Any undertaking of this magnitude is inevitably imperfect. First, it is limited by the quality and scope of published research; despite the veritable explosion of autism-related research in the last two decades, there are interesting and potentially promising intervention approaches that have not yet established a sufficient published base of empirical support to meet criteria for inclusion in the present evidencebased practices list.

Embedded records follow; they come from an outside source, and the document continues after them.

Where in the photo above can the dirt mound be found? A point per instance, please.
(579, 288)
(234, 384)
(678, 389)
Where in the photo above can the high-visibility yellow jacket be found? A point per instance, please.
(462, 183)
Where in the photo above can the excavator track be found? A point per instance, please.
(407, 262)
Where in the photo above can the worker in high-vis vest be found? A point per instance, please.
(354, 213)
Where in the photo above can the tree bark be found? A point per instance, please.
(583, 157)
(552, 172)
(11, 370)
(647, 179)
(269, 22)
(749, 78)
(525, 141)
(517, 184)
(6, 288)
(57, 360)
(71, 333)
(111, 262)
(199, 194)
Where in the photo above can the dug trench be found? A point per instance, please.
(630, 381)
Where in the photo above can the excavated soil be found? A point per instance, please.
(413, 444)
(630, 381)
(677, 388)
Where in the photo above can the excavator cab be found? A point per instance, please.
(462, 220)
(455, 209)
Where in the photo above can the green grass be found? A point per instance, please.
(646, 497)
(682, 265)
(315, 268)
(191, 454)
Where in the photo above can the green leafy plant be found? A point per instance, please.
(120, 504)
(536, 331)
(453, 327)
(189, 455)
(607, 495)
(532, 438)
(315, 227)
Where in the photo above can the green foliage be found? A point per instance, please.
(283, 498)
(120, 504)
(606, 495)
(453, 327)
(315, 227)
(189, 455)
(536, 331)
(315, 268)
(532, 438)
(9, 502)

Further, a work such as this that seeks to be comprehensive is quickly out-dated; while it reflects the literature appearing between 1990 and 2011, it cannot speak to reports published in the past two years and the discrepancy grows with each passing month and the appearance of each new intervention research report.

Nonetheless, for those responsible for developing, implementing, or supervising intervention services for individuals with ASD, the “Evidence-Based Practices . . .” report provides a solid empirical foundation on which to base a treatment or education program.

References

Odom, S. L., Boyd, B., Hall, L., & Hume, K. (2010). Evaluation of comprehensive treatment models for individuals with autism spectrum disorders. Journal of Autism and Developmental Disorders, 40, 425-436.

Odom, S. L., Collet-Klingenberg, L., Rogers, S., & Hatton, D. (2010). Evidence-based practices for children and youth with autism spectrum disorders. Preventing School Failure, 54, 275-282.

Wong, C., Odom, S. L., Hume, K. Cox, A. W., Fettig, A., Kucharczyk, S., … Schultz, T. R. (2013). Evidencebased practices for children, youth, and young ddults with Autism Spectrum Disorder. Chapel Hill: The University of North Carolina, Frank Porter Graham Child Development Institute, Autism Evidence-Based Practice Review Group.